Without the kind of memory that tells us where we are from we don’t know, really, who we are—right here, right now. A powerful clue into the answer of the question “Who are you?” is the answer to the question “What do you remember?” Tell me your answer to the latter, and I’ll tell you your answer to the former.
Memories are powerful and slippery things: mysterious in their nature because so often the memories are shadows (sometimes distortions) of actual events. But because the memories are real for us, they are more important than the actual events themselves.
It is said that 2/3 of our mental activity is unconscious. Of that activity, most is made up of memories—typically of persons and times when (as we believe) we have either loved or refused to love; when we were either loved or not loved. I know one person especially who believes that the most devastating part of his relationship with his (now deceased) Father is that he has no memory of ever being told “I love you” by him…
While in the seminary, at the request of my sister, I wrote a series of essays for her daughter (my niece), describing the “old neighborhood” and its personalities—the experiences we had as kids growing up in an inner city area of Chicago. My sister wanted her to know, and she reckoned I’d have memories she didn’t share. My Mom, before she died, wrote a similar set of essays describing her own upbringing in the Depression. As kids we could never have guessed the experiences she had. I wish (like the person in the paragraph above) that I had a similar set of memoirs from my Dad. I do recall one night in an uncle’s house when Dad and the family had had a few drinks and started telling the stories of the “old neighborhood” (we grew up in the same house my Dad and uncles/aunts did)—and how I wish I’d had a tape recorder for that session!
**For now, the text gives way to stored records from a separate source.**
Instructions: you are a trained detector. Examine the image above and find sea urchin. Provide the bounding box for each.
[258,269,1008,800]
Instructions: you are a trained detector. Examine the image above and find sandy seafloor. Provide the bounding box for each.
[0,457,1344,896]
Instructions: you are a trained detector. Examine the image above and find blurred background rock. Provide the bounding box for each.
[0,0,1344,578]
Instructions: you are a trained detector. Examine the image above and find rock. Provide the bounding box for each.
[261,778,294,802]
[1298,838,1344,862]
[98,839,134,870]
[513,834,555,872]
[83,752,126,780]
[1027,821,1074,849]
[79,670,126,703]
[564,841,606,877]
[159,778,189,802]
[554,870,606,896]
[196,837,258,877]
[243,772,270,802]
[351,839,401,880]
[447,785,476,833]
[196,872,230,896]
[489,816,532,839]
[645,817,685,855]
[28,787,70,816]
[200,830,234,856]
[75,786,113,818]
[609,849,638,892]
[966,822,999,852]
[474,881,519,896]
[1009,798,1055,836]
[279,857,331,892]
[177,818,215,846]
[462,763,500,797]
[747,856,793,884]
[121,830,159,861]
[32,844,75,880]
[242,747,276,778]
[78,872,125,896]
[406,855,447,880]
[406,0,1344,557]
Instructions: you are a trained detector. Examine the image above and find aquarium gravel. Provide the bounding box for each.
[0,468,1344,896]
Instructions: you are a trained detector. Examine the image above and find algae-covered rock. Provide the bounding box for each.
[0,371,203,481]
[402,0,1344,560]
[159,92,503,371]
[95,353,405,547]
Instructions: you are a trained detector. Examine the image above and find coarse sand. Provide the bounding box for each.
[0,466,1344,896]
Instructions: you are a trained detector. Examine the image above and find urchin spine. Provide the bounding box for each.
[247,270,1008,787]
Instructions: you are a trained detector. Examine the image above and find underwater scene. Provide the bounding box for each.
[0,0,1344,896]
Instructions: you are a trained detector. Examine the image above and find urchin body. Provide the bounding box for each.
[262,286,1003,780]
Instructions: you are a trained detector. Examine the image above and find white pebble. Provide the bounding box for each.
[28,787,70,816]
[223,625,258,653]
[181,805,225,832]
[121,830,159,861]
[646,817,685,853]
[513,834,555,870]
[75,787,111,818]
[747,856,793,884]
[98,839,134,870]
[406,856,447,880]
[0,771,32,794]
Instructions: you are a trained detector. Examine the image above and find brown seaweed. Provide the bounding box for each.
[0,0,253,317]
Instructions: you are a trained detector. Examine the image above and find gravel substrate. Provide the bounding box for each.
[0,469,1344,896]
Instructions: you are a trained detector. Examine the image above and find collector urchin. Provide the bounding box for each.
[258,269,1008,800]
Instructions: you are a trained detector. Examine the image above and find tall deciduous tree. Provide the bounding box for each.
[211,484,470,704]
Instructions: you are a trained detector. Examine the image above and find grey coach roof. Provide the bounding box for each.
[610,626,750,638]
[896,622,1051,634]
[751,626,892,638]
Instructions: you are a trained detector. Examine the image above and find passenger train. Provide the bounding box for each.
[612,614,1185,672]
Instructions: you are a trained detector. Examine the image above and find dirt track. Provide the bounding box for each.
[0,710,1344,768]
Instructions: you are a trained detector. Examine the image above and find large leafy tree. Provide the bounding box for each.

This is true for nations; it is true for the Church. It is a great loss that heritage (read: traditions; read: lived memories) is waning. After all, the essence of Eucharist is that it is a memorial (a remembrance) of the Lord’s redemptive gift of self to us. It’s why we proclaim the “Memorial Acclamation”—the Mystery of Faith.
So much more can be said on this topic; I must stop. I can only conclude with the words of the great philosophers Crosby, Stills, Nash & Young: teach your children. Help them (and yourselves) to remember. Know where you came from, so you can know who you are and where you are going. And I hope you will soon sing in church Marty Haugen's contemporary hymn, We Remember.